For five years as CEO of the PJM Interconnection, Manu Asthana was the lighting rod for a gathering storm of criticism and frustration with the operation of the nation’s largest regional electricity market and power coordinator.
A month after a contentious grilling from House Republicans and Democrats alike and with governors, power companies, environmental groups and consumer advocates squabbling over PJM policies, Asthana on Monday announced his surprise resignation to take effect at the end of the year.
PJM’s control room in Valley Forge, Pennsylvania, balances moment-to-moment power flows of up to 154,000 megawatts for more than 65 million people across 13 states from the mid-Atlantic coast to Chicago. But its unwieldy patchwork of generators and utilities, often with different agendas, has contributed to a slow planning process. Critics say it hasn’t kept pace with the dynamic technology forces and climate policy battles reshaping the American electricity system.

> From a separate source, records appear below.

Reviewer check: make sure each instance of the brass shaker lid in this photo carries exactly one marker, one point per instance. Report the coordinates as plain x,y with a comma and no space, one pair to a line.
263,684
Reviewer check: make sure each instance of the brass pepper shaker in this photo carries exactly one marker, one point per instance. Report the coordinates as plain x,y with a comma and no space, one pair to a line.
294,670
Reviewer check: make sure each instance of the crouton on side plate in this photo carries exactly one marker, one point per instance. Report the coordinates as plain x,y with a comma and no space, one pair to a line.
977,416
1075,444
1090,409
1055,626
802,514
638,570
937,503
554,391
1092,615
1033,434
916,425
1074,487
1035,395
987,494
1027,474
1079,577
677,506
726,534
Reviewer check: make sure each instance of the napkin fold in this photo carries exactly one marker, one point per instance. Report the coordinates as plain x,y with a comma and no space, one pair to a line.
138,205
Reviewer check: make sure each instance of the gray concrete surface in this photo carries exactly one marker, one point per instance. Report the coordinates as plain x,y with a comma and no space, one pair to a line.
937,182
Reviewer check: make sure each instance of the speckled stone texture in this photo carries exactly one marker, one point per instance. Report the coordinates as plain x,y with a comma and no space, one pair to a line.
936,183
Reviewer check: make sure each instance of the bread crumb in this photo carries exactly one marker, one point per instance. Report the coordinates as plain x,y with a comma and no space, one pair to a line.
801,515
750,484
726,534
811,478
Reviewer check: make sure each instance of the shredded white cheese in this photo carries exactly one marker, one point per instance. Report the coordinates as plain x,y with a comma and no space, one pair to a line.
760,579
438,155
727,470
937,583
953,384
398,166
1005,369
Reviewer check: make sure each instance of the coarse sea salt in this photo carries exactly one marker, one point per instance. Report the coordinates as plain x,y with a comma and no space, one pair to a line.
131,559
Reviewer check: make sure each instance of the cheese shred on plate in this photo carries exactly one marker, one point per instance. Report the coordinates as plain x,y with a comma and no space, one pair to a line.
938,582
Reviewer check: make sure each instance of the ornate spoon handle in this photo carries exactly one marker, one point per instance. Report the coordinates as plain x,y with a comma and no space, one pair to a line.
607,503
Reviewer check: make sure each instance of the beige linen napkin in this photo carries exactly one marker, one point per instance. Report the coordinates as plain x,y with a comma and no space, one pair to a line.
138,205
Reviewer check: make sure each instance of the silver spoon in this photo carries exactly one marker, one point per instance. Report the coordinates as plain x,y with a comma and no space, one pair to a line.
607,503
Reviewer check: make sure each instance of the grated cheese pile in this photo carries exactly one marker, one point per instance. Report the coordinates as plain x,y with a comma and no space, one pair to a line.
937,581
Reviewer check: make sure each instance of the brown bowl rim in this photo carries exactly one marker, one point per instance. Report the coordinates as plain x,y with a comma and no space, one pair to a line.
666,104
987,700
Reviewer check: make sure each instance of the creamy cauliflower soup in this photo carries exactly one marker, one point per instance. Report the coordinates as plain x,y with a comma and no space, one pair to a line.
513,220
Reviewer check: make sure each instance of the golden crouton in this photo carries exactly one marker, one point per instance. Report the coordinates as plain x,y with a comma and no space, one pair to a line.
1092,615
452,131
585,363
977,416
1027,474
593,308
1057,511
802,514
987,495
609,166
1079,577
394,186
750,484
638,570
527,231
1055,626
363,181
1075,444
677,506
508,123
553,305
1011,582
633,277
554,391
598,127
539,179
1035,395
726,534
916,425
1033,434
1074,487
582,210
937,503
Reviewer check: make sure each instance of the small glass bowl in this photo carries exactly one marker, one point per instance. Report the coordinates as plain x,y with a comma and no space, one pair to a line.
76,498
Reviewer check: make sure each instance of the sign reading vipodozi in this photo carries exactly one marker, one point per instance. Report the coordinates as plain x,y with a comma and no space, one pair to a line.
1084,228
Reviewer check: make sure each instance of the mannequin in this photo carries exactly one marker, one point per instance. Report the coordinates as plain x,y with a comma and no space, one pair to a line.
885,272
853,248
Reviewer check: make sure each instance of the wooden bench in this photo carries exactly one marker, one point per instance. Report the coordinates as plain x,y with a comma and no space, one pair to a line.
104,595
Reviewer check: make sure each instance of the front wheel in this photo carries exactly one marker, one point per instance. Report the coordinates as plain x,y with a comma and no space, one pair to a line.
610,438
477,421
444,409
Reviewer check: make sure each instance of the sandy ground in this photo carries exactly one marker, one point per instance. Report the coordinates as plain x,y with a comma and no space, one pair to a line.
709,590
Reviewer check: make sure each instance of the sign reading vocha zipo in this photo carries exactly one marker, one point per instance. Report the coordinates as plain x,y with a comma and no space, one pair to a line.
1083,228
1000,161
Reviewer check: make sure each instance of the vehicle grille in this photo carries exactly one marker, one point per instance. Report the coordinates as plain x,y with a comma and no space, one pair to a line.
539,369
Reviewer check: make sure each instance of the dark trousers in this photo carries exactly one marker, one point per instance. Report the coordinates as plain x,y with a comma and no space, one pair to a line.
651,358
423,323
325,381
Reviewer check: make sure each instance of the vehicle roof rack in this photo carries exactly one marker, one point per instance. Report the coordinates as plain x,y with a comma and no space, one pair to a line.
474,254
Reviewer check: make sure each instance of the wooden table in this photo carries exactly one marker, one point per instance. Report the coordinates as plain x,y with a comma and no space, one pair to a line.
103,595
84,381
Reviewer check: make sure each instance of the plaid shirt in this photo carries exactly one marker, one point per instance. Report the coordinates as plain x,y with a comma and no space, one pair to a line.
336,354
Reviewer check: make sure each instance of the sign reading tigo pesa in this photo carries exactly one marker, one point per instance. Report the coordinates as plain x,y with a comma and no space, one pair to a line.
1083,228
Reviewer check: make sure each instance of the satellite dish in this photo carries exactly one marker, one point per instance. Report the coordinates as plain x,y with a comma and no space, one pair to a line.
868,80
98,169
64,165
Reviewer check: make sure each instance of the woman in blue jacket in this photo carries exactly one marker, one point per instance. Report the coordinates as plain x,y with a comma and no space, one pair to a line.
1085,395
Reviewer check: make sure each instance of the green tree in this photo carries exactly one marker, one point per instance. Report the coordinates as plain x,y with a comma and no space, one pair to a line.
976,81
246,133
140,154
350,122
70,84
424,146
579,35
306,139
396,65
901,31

PJM has warned that old coal- and gas-fired plants are retiring faster than they can be replaced by new wind and solar farms, energy storage or new gas generation. But its arduous, expensive process for approving a raft of proposed new solar power projects has kept the renewable option on the sidelines. Concerns about potential electricity shortages in the coming years have invited emergency action by President Donald Trump to order selected fossil plants to keep running, with decisions due in a matter of months.